Television Series #3:
“Normal People” (2020) swept the nation when it was released as a Hulu original, after generating widespread fanfare as a novel of the same name by Sally Rooney, even appearing on former president Barack Obama’s top favorites list. Taking place in the fictional small town of Carricklea, Ireland, the first portion of the story follows teenagers Marianne Sheridan (Daisy Edgar-Jones) and Connell Waldron (Paul Mescal), who attend the same private high school, but fall into very different crowds. Connell is considerably more popular, an athlete who has a large group of friends, whereas Marianne is a quippy loner who prides herself on her superior intelligence and self-sufficiency. They quietly become friends when Connell goes to pick his mother up from Marianne’s residence where she works as a cleaning lady. The two come from starkly different backgrounds and their growing romantic tension is obstructed by their social circles and the desire to remain status quo.
Marianne comes from money, but her family is difficult – her brother is abusive, her mother cold and distant, and her father non-existent. Connell has a close, loving relationship with his single mom, but they struggle for means. “Normal People” thoughtfully depicts the consequences of trauma, miscommunications, self-loathing and insecurity, as Marianne and Connell embark on a romance that changes their lives forever, inextricably tying them to one another for years to come.
The novel is emotive and simple. It is heartbreaking and intelligent. Rooney writes the characters with such depth and specificity that the feelings become transferrable to the reader in a way that is difficult to master. To bring a work like this to the screen with the same level of visceral intensity was no easy feat and expectations were high for creators Lenny Abrahamson (Academy Award winning director of 2015’s “Room”) and English director Hettie Macdonald (“Doctor Who“). Magnificently, and with the screenwriting help by the author herself (Rooney teamed with Alice Birch and Mark O’Rowe), the series achieves the same level of potency as the book.
Edgar-Jones and Mescal, as a pair, have the best on-screen chemistry since “The Notebook” (2004) and the performances are completely tender and uninhibited throughout. It often feels like the viewers are peering through the walls, watching something personal and intimate. The series, given its longer running time (as opposed to settling for a 2 hour film of sorts), is illuminating and nuanced. It is one of the most delightfully emotive shows of its time, and reflects the millennial age group with more depth and sincerity than the usual slate. It is bleak in its realistic approach, refusing to compromise.

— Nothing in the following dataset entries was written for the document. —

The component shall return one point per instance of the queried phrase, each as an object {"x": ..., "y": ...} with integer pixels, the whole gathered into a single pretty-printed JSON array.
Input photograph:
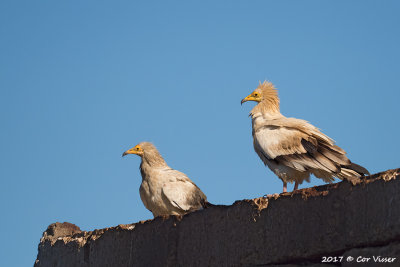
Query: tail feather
[{"x": 361, "y": 170}]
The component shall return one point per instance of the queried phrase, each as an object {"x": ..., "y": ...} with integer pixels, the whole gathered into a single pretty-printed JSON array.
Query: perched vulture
[
  {"x": 165, "y": 191},
  {"x": 293, "y": 148}
]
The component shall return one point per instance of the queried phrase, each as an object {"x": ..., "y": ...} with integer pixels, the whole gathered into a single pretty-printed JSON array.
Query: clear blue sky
[{"x": 82, "y": 81}]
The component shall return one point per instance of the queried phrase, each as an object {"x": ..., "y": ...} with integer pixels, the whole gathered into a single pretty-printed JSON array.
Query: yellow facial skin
[
  {"x": 255, "y": 96},
  {"x": 136, "y": 150}
]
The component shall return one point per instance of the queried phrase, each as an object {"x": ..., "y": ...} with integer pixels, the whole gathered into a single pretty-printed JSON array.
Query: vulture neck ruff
[{"x": 269, "y": 106}]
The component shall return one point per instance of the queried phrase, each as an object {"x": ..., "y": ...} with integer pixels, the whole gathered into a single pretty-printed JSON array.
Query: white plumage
[
  {"x": 293, "y": 148},
  {"x": 165, "y": 191}
]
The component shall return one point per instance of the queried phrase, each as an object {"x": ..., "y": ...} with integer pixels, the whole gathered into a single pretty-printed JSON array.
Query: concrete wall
[{"x": 289, "y": 230}]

This is a show that is felt more than merely watched. Relating to our most frustrated attempts to articulate ourselves in the technology-driven world, it sharpens in on the belabored process of trying to form something real in that superficiality, and also the very human inability to communicate in general. It is also just a really beautiful look at what it means to have a real connection with someone, and that no matter the outcome, lives are changed when those paths are crossed. “Normal People” is a must-see and should be enjoyed in both its forms.